以resnet50为例浅析经典模型在各个框架的实现

最近要在paddlepaddle上实现mnasnet,要对各大框架实现有所了解。resnet50是比较经典的用于图像分类的网络,其在各大框架均有实现。

我们先来看caffe的prototxt实现,大改要写2300多行代码,不仅写的费劲,而且很容易出错,这里就补贴代码了.

通过Netscopes可视化

 

当然也有有用python写的,很是简洁

import caffe
from caffe import layers as L
from caffe import params as P


def conv_bn_scale_relu(bottom, num_output=64, kernel_size=3, stride=1, pad=0):
    conv = L.Convolution(bottom, num_output=num_output, kernel_size=kernel_size, stride=stride, pad=pad,
                         param=[dict(lr_mult=1, decay_mult=1), dict(lr_mult=2, decay_mult=0)],
                         weight_filler=dict(type='xavier', std=0.01),
                         bias_filler=dict(type='constant', value=0))
    conv_bn = L.BatchNorm(conv, use_global_stats=False, in_place=True)
    conv_scale = L.Scale(conv, scale_param=dict(bias_term=True), in_place=True)
    conv_relu = L.ReLU(conv, in_place=True)

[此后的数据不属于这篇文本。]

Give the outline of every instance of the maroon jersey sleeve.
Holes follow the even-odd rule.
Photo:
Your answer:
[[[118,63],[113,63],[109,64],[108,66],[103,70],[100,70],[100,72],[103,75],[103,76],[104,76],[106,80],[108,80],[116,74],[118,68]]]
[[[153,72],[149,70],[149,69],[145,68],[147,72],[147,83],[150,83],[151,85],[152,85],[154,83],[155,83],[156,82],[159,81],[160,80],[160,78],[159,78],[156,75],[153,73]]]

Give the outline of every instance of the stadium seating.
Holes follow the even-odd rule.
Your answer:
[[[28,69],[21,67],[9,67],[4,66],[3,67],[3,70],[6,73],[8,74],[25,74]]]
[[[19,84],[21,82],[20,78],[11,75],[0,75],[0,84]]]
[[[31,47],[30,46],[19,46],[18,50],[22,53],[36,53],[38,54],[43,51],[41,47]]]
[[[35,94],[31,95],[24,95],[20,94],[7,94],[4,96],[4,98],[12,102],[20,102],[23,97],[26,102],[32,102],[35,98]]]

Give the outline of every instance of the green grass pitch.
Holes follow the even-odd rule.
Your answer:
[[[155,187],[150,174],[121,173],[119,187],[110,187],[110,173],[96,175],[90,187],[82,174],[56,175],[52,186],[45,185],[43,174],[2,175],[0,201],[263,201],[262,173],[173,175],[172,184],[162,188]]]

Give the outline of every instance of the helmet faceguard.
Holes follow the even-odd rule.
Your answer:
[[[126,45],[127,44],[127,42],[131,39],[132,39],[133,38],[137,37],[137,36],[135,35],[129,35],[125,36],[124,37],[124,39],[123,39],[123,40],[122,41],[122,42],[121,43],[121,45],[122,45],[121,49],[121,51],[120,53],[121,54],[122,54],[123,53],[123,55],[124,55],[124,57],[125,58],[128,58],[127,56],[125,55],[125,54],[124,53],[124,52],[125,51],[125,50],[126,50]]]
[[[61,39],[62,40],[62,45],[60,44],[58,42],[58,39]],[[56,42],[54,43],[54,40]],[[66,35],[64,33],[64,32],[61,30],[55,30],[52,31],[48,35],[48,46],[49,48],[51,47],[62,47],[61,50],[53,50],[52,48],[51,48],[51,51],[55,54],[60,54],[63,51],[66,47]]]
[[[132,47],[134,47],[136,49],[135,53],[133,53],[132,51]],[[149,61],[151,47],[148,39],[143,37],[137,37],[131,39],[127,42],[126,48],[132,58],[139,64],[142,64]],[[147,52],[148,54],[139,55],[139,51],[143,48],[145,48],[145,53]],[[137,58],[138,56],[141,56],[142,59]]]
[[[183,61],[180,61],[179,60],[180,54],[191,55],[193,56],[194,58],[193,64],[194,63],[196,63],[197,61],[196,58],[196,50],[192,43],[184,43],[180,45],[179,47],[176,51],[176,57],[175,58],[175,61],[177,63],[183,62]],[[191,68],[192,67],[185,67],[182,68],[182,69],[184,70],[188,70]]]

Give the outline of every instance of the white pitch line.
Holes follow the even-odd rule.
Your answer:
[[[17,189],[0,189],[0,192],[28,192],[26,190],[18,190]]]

    return conv, conv_bn, conv_scale, conv_relu


def conv_bn_scale(bottom, num_output=64, kernel_size=3, stride=1, pad=0):
    conv = L.Convolution(bottom, num_output=num_output, kernel_size=kernel_size, stride=stride, pad=pad,
                         param=[dict(lr_mult=1, decay_mult=1), dict(lr_mult=2, decay_mult=0)],
                         weight_filler=dict(type='xavier', std=0.01),
                         bias_filler=dict(type='constant', value=0.2))
    conv_bn = L.BatchNorm(conv, use_global_stats=False, in_place=True)
    conv_scale = L.Scale(conv, scale_param=dict(bias_term=True), in_place=True)

    return conv, conv_bn, conv_scale


def eltwize_relu(bottom1, bottom2):
    residual_eltwise = L.Eltwise(bottom1, bottom2, eltwise_param=dict(operation=1))
    residual_eltwise_relu = L.ReLU(residual_eltwise, in_place=True)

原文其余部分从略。